I think this is getting something wrong, in that he seems to be presenting Zhang as a frustrated Rankean who was unable to write “real” history. Zhang certainly would have refused to have worked on the Qing’s official Ming History project, but I suspect he would have been just as unhappy with a project presided over by the Ming court (and, like any member of literati class he would have been quite aware of ways of getting around court dictates while working on a court-sponsored project.) I am not sure Zhang Dai wrote the type of stuff he did entirely because he had been locked out of power, but rather that he was not happy with the centralized narrative the state historiography produced regardless of who the patron was.

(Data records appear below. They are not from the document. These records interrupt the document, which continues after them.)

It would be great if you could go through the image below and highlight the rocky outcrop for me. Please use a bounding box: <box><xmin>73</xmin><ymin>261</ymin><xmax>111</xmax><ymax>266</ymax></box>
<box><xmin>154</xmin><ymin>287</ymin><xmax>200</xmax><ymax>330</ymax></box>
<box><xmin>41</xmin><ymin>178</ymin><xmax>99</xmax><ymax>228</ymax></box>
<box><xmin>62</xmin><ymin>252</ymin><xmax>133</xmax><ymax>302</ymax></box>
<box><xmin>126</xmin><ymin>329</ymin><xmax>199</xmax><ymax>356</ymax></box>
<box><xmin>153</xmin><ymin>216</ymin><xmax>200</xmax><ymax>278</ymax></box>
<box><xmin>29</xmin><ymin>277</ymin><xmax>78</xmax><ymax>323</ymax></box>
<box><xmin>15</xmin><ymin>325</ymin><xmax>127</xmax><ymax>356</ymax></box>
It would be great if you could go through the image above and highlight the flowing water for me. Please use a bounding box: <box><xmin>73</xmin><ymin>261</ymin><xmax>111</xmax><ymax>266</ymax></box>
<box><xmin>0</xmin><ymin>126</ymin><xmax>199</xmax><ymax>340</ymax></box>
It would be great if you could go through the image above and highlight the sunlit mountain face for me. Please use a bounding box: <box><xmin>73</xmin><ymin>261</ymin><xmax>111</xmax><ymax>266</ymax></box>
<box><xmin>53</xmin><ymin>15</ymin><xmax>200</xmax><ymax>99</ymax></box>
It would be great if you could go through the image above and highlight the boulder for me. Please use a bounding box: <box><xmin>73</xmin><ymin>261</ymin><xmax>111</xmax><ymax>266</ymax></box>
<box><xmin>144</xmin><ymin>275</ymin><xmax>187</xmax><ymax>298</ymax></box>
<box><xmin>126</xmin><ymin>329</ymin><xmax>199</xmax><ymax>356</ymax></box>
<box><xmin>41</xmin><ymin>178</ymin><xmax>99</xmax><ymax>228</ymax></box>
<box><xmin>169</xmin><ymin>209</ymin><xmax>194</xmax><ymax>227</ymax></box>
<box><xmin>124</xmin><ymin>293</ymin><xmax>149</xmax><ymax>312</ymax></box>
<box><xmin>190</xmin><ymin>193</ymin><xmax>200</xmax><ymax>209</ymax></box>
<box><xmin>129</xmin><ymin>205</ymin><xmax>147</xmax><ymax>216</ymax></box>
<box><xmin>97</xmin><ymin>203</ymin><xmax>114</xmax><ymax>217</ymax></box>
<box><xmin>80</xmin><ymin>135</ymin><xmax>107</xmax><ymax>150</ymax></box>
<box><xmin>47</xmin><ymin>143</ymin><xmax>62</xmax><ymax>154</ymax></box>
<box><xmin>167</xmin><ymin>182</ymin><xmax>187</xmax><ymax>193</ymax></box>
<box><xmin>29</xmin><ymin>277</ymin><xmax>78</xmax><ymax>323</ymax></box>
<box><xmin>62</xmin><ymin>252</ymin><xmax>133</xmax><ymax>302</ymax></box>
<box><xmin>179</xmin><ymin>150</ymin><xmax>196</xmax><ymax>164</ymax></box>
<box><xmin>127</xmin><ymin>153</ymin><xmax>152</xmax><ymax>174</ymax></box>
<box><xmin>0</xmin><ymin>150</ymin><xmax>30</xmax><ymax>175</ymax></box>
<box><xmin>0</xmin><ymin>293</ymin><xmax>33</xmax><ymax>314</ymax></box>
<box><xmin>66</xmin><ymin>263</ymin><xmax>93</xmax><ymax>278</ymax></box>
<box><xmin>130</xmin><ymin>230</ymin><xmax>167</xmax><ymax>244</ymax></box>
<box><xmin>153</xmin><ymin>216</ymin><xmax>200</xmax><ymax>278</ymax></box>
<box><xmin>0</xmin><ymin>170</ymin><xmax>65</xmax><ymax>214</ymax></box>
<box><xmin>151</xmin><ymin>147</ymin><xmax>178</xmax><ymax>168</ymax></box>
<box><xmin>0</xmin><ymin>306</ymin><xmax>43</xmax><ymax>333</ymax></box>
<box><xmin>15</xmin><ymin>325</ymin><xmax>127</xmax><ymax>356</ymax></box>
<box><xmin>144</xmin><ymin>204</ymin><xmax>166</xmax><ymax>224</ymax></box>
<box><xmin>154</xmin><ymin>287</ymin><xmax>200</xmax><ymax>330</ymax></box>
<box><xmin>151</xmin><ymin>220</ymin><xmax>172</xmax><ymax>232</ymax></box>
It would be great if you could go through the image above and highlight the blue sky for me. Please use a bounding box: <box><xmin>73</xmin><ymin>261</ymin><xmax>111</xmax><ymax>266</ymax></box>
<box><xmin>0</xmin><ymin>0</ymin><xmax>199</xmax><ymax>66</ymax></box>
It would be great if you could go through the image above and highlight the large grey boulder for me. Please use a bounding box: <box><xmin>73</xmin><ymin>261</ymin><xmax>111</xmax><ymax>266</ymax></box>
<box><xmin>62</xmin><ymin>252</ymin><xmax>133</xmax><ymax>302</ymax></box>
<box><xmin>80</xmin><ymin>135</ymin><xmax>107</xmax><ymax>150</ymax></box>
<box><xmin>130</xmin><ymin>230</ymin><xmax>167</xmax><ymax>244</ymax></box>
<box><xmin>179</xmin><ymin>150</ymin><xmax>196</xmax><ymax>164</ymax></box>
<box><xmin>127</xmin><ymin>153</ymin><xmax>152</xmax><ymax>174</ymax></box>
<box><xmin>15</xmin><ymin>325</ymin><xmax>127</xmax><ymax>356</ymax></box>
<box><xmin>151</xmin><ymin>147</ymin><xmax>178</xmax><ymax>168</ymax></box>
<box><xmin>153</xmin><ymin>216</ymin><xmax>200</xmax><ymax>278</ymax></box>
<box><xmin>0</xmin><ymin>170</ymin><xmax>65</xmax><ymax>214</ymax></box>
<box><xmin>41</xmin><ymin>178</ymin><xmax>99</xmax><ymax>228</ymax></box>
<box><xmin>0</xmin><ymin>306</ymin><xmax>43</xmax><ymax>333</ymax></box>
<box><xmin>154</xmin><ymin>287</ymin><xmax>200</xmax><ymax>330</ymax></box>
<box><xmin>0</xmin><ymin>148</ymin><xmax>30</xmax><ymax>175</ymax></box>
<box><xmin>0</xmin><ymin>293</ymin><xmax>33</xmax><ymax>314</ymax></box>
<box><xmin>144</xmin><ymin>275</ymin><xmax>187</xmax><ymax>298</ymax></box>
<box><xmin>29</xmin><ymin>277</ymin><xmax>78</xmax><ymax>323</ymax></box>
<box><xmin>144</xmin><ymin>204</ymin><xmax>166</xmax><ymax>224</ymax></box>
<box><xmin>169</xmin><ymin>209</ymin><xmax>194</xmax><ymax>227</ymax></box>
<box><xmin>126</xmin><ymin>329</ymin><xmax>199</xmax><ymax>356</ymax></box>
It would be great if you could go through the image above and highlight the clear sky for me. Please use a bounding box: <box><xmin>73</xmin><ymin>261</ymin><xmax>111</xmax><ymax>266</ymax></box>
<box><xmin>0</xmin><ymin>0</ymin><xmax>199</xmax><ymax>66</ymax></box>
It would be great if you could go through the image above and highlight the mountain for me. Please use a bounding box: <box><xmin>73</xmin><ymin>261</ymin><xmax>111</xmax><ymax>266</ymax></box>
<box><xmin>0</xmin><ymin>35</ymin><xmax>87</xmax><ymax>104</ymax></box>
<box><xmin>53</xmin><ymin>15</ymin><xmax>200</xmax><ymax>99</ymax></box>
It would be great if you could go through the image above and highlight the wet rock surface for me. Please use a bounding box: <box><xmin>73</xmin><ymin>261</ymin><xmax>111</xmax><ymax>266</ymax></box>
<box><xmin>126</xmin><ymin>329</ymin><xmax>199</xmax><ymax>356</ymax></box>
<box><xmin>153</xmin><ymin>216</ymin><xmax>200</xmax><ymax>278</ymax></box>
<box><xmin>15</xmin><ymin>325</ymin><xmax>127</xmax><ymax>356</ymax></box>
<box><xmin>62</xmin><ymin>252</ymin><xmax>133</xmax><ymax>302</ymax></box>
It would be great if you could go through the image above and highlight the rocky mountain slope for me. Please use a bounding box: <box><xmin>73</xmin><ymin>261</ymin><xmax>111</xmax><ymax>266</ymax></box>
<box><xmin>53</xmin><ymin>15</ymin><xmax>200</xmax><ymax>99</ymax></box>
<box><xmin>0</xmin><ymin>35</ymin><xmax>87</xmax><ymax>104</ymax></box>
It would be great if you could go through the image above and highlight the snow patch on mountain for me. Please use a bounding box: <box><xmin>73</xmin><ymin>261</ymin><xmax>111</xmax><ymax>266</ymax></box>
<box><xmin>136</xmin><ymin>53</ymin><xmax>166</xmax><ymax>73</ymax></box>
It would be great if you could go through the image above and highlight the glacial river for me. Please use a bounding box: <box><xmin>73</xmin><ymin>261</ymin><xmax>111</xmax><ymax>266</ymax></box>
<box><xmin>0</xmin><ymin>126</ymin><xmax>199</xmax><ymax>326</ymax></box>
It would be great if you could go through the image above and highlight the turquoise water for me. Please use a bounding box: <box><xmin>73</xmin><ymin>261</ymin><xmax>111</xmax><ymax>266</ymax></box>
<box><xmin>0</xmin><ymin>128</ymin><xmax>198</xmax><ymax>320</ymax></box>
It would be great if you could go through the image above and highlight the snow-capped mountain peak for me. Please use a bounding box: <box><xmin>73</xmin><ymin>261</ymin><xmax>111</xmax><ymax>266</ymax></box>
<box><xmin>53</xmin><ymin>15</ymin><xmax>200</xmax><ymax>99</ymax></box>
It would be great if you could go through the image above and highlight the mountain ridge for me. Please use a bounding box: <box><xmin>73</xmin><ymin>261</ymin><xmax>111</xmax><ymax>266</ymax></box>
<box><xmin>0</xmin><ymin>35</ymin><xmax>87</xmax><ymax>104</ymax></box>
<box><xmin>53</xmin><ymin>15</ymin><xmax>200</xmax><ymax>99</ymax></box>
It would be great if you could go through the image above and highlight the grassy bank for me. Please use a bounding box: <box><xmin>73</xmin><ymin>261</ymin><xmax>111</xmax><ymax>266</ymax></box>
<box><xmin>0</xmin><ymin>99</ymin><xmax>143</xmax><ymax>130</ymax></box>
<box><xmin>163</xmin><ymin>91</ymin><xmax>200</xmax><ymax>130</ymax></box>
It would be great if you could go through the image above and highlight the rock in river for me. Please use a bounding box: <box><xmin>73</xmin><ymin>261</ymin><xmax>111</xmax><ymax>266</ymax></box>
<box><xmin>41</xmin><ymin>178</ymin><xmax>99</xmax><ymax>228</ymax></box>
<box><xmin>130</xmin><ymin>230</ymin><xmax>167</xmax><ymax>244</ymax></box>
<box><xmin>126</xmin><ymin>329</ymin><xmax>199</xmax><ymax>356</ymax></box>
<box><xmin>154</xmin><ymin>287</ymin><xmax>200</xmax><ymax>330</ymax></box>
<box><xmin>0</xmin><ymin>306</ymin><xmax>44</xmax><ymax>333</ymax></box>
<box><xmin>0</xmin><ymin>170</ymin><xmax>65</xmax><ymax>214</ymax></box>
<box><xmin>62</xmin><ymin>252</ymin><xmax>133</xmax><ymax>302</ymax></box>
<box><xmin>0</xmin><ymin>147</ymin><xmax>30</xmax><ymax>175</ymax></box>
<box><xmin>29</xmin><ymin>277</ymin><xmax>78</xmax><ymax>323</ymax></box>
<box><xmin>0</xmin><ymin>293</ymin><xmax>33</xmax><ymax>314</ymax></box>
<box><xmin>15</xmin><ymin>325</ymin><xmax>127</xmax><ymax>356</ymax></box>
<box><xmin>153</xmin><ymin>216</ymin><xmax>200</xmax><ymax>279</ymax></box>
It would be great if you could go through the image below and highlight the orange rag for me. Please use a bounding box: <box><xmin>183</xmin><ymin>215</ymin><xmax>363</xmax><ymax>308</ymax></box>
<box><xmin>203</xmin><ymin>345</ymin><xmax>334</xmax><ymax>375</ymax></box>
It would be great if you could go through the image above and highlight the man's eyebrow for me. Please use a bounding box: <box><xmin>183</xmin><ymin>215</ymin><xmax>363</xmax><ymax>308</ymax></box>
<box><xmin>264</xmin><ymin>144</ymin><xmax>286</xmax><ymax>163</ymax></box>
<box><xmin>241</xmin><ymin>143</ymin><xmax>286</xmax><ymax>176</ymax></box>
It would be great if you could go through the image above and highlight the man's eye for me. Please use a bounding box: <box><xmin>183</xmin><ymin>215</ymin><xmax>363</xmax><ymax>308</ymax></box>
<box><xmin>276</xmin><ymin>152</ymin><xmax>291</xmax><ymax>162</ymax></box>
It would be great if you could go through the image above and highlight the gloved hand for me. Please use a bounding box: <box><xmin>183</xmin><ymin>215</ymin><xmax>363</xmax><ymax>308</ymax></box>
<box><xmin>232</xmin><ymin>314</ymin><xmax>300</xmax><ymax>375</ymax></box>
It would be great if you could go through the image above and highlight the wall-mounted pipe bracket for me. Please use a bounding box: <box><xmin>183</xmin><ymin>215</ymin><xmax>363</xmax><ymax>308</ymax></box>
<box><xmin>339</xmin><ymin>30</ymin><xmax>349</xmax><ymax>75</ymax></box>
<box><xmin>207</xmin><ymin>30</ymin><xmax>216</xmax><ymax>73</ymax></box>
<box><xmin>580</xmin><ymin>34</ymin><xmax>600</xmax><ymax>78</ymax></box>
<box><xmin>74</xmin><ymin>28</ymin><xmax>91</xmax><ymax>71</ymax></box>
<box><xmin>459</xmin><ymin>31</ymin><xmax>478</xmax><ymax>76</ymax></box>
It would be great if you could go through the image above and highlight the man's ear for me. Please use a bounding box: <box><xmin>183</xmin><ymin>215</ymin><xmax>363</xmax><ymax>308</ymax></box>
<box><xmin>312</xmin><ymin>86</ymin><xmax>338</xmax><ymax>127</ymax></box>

Or maybe I’m wrong. I guess I will have to read the book.

6 Comments

  1. (Full disclosure: I’ve heard Owen speak on poetry, as part of the Harvard Sophomore tutorial in Asian Studies, and used some of his translations, but never worked with him in any fashion)

    Owen’s understanding of historiography is … odd. I’m going to have to go back and reread it and think about it, but it seems like he’s got a mental image of a dichotomy between a humanistic tradition — Confucian and old-fashioned Western history — in which autonomy and agency are paramount and a deterministic tradition — Marxian, though he doesn’t say so, and the social science trend in general — in which individual agency is irrelevant to the workings of great trends and processes. His use of a literary trope — the simplistic plotting of social science, versus the engaging and complex performances of Confucian humanism — is interesting, but betrays his failure to understand or engage with historical theory, social science or social history.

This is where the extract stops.